NCHR Testimony at FDA on Clinical Trials for Atopic Dermatitis in Pediatric Patients


My name is Dr. Margaret Dayhoff-Brannigan and I am a senior fellow at the National Center for Health Research. Our research center scrutinizes scientific and medical data and provides objective health information to patients, providers and policy makers. We do not accept funding from pharmaceutical companies, and therefore I have no conflicts of interest.

Thank you for the opportunity to speak here today.

I completed my Ph.D. in Biochemistry and Molecular Biology at the Johns Hopkins School of Public Health.  In addition, my two-year-old has been diagnosed with moderate atopic dermatitis. I bring the perspectives of both a researcher and parent here today.

My child started to have eczema on his face, scalp, chest and back before he was 3 months old. It took months of new lotions, bath soaps, detergents, diet changes, allergy testing and prescription topical corticosteroids to finally get his eczema under control.  I am thankful we were able to treat him, but I understand the impact this disease has on patients with an unmet need.

However, it is critical to ensure proper clinical testing on all age groups before subjecting pediatric patients to treatment options that may not be safe or effective for children their age.

Eczema in children under the age of 2 is a very different disease than older children and adults.

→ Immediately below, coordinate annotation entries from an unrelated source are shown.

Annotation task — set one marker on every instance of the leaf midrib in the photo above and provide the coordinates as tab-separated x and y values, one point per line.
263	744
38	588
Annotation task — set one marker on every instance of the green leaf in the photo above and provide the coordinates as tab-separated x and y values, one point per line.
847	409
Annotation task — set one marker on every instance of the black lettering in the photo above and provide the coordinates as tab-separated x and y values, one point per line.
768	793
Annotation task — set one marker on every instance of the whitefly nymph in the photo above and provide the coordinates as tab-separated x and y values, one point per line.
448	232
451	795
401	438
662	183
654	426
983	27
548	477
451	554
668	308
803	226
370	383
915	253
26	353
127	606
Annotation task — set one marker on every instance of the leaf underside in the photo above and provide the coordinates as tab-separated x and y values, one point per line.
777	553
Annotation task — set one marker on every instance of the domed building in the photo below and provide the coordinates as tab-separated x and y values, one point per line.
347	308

It covers a much larger portion of the body, and is often found on the chest, back and face. Eczema in this age group is often related to food allergies. For those reasons, it is inappropriate to extrapolate results from adult clinical trials to this age group.  In fact, subgroup analyses are important for all children.  Metabolism rates change considerably during childhood, so it is important to have clinical trials that analyze dosages for different age groups and weights.

Pediatric patients with eczema are at higher risk for allergic reactions to any exposure, which puts them at risk when trying new treatments. This elevated risk should be weighed when considering the risk-benefit ratio for any treatment.

The bottom line: Pediatric patients with severe disease that do not respond to topical corticosteroids might appropriately be enrolled in a clinical trial for an experimental treatment that has inadequate testing. But these trials should not be open to pediatric patients that have not exhausted safer options such as lifestyle changes and topical corticosteroids.

We ask you to be cautious as you consider systemic treatments for atopic dermatitis in pediatric patients. Atopic dermatitis is non-life threatening, so while it impacts quality of life, children should not be exposed to a treatment that could cause any type of permanent or substantial harm, however rare.

Let’s consider the ethics.  Children are unable to make informed decisions, but it is also difficult to put parents in that position with therapies that haven’t been tested on large numbers of children over a long period of time.

One major problem is that drugs currently used off label to treat atopic dermatitis systemically all carry boxed warnings about side effects and risks, and the long-term effect of the treatments is unknown.  Despite the black boxes and warnings, these drugs are being used in pediatric patients where there is very little data on their safety and efficacy. Patients in these situations would be better served by participating in a clinical trial where parents are made aware of the risks and the patients are carefully monitored by doctors who are knowledgeable about the risks.  Under those very careful conditions, children could be randomized to receive a novel treatment using the standard of care as a control.

Parents may feel desperate to try treatments option for atopic dermatitis for their children, but they may not understand that previous research is often inadequate to prove how safe or effective a new treatment is for their children.  It is the FDA’s job to make sure that treatments are first proven to be safe and effective in animal models for all ages.  There should also be safety data from adults and older pediatric patients before it would be ethical to begin testing younger children.

If a systemic treatment for atopic dermatitis is approved by the FDA, it is essential that all labels should include safety and efficacy information for each age group tested. If a product has not been tested in pediatric populations the label should clearly state that.

Atopic dermatitis affects a very young patient population, so it critical to have safety information for all age groups to prevent dangerous off label use. This is a vulnerable patient population, and the benefits for the treatment must be proven to outweigh the risks.

We urge the FDA not to just grant pharmaceutical companies waivers for clinical trials on pediatric patients.

As a researcher, public health advocate, and mother, I thank you for your consideration of these important issues.